When you collaborate, you are working together to help each other get what is most important to you. The other upside to negotiating with a sense of teamwork and collaboration is that it helps create a sense of trust, which, in turn, helps provide positive energy for working to a successful conclusion.

5. Problem Solving

Problem-solving is another key negotiation skill. When you are working with the other person to get the deal done many times you’ll face new challenges along the way.

Maybe you want a new vendor to provide training on the software they are selling you but they say it’s going to cost an additional $20,000 to provide this service. If you don’t have the additional $20,000 in the budget to spend on the software but you feel the training is critical, how are you going to solve that problem?

From what I’ve seen, most vendors aren’t willing to provide additional services without getting paid for them. This is where problem-solving skills will help continue the discussions. You might suggest to the vendor that your company will also be looking to replace their financial software next year, and you’d be happy to ensure they get one of the first seats at the table when the time comes if they could perhaps lower the pricing on their training.

There’s a solution to most challenges, but it takes problem-solving skills to work through them effectively.

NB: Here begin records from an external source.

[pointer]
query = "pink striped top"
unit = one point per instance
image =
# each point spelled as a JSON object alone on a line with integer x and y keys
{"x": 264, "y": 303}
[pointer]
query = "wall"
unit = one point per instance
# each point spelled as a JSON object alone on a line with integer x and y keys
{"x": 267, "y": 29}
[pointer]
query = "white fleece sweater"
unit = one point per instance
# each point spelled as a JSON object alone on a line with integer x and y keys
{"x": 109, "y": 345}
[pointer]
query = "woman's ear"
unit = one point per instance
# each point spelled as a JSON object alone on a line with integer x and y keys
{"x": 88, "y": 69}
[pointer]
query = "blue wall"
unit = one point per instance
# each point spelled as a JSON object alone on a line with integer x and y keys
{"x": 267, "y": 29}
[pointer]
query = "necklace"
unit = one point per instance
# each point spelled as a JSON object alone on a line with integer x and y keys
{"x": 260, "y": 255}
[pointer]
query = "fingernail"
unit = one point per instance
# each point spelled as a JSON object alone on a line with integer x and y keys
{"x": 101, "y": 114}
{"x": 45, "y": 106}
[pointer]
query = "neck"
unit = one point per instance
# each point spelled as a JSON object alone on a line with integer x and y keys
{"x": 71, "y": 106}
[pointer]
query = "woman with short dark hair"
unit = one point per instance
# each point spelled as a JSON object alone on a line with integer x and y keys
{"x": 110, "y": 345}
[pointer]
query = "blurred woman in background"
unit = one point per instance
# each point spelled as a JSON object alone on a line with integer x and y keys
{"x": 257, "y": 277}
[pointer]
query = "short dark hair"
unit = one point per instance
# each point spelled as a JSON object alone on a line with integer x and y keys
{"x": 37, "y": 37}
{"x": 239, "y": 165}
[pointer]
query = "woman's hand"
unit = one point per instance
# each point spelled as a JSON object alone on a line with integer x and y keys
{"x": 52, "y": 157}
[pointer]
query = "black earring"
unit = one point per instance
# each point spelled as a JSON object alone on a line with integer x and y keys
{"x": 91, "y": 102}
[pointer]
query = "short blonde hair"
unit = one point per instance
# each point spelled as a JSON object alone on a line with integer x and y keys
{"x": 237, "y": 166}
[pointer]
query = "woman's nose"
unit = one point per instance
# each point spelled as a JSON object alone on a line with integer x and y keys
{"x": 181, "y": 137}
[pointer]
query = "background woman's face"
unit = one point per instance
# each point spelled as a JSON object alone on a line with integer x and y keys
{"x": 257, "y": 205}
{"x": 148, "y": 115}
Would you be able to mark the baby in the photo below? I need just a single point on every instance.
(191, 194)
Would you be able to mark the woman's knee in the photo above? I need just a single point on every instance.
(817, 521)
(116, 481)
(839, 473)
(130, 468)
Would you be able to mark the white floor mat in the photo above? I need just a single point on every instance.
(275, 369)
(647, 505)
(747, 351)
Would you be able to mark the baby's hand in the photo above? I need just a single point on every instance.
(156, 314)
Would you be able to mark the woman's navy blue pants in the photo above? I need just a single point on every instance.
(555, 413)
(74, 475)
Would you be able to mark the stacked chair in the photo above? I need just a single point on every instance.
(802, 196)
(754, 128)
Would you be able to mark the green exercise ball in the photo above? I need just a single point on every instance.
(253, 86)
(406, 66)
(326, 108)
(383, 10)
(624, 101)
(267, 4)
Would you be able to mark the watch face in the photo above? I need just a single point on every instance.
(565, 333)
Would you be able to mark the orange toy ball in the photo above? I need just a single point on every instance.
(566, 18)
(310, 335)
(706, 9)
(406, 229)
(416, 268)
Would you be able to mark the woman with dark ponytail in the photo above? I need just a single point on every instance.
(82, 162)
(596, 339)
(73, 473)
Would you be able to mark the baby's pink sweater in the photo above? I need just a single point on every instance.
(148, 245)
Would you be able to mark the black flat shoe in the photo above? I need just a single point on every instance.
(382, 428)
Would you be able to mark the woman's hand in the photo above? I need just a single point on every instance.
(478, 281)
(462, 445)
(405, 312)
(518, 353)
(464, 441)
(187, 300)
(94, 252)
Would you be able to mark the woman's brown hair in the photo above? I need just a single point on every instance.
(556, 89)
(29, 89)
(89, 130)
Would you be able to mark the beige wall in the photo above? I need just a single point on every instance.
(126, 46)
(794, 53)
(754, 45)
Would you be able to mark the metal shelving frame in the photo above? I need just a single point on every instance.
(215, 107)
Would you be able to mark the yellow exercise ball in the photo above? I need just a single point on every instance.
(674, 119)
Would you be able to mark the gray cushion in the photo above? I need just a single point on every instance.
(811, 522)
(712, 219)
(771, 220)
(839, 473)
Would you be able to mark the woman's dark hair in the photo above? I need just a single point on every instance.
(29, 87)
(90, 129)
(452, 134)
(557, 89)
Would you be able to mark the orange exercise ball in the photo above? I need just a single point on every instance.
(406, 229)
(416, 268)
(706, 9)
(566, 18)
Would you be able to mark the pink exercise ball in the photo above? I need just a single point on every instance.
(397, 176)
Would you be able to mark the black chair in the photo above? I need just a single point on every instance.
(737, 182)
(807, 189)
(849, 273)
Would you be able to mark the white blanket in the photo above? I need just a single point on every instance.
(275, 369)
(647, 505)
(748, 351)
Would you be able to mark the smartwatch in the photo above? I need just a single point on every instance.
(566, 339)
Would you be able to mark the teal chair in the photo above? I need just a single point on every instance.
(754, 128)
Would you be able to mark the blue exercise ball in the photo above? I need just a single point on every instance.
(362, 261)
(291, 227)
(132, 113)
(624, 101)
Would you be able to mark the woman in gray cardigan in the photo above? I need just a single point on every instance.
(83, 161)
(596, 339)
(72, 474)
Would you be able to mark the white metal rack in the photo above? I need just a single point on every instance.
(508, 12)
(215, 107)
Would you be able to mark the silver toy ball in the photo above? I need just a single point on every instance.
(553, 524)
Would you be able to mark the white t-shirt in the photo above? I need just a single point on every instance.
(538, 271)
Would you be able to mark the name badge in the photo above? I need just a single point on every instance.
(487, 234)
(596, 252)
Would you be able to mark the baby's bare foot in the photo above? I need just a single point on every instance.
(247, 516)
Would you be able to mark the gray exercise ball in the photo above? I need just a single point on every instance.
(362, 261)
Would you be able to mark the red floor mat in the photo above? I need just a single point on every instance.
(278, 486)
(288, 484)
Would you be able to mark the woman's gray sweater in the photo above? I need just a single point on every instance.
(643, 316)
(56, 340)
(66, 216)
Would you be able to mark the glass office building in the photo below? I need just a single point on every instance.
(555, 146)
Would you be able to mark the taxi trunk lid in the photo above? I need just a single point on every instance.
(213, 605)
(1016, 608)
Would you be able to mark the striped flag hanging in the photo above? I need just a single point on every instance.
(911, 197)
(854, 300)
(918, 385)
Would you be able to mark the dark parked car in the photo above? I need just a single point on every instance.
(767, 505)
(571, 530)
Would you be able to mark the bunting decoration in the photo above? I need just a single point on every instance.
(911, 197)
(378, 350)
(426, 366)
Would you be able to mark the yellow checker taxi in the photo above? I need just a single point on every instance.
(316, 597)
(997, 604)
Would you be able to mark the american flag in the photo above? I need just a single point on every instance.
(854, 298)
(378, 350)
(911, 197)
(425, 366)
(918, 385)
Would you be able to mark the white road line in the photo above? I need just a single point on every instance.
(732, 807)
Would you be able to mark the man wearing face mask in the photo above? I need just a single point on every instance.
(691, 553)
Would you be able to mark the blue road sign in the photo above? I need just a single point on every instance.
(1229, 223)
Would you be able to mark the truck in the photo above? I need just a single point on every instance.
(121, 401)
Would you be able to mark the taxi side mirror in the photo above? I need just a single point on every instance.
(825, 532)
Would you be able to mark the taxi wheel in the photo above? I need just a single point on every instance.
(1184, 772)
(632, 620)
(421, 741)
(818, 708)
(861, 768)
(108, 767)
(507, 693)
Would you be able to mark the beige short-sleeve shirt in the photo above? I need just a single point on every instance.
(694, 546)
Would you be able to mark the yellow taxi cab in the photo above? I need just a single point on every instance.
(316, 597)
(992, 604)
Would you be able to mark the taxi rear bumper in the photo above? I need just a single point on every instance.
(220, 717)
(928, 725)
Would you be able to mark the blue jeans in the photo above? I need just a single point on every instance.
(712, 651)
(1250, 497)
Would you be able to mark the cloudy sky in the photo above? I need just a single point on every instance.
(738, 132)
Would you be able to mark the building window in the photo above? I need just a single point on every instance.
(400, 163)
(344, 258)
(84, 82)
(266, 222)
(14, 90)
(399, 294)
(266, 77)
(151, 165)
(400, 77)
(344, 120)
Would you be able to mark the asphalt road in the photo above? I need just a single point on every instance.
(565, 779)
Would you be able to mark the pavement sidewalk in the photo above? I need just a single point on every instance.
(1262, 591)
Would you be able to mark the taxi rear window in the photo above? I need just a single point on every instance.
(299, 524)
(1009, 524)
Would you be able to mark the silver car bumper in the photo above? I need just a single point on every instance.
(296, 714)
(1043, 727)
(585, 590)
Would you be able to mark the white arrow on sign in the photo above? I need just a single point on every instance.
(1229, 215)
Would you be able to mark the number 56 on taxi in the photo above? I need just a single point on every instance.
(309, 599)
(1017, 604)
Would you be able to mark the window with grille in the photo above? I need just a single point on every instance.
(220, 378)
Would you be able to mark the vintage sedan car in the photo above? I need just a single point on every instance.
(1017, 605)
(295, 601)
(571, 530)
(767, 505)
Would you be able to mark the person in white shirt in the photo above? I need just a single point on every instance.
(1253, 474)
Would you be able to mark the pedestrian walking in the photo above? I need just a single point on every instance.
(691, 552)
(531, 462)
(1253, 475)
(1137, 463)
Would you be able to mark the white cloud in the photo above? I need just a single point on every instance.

6. Decision-Making Ability

Finally, having strong decision-making ability will help you seal the deal when you get to a place where everyone feels like they are getting what works for them. Each step of the way you can cross off the list when you get what you are looking for and decide to move onto the next item. Then, once you have all of your must-have boxes checked and the other side feels good about things, it’s time to shake hands and sign on the dotted line. Powerful decision-making ability will help you get to the finish line together.

Conclusion

There you have it, 6 effective negotiation skills to master to lead a more fulfilling life. Once we realize that we negotiate in one form or another almost every day in every phase of our lives, we realize how critical a skill it is.

Possessing strong negotiation skills will help you in nearly every one of your relationships at both the workplace and in your personal life. If you feel your arbitration tools could use some sharpening, try some of the 6 effective negotiation skills to master that we’ve talked about.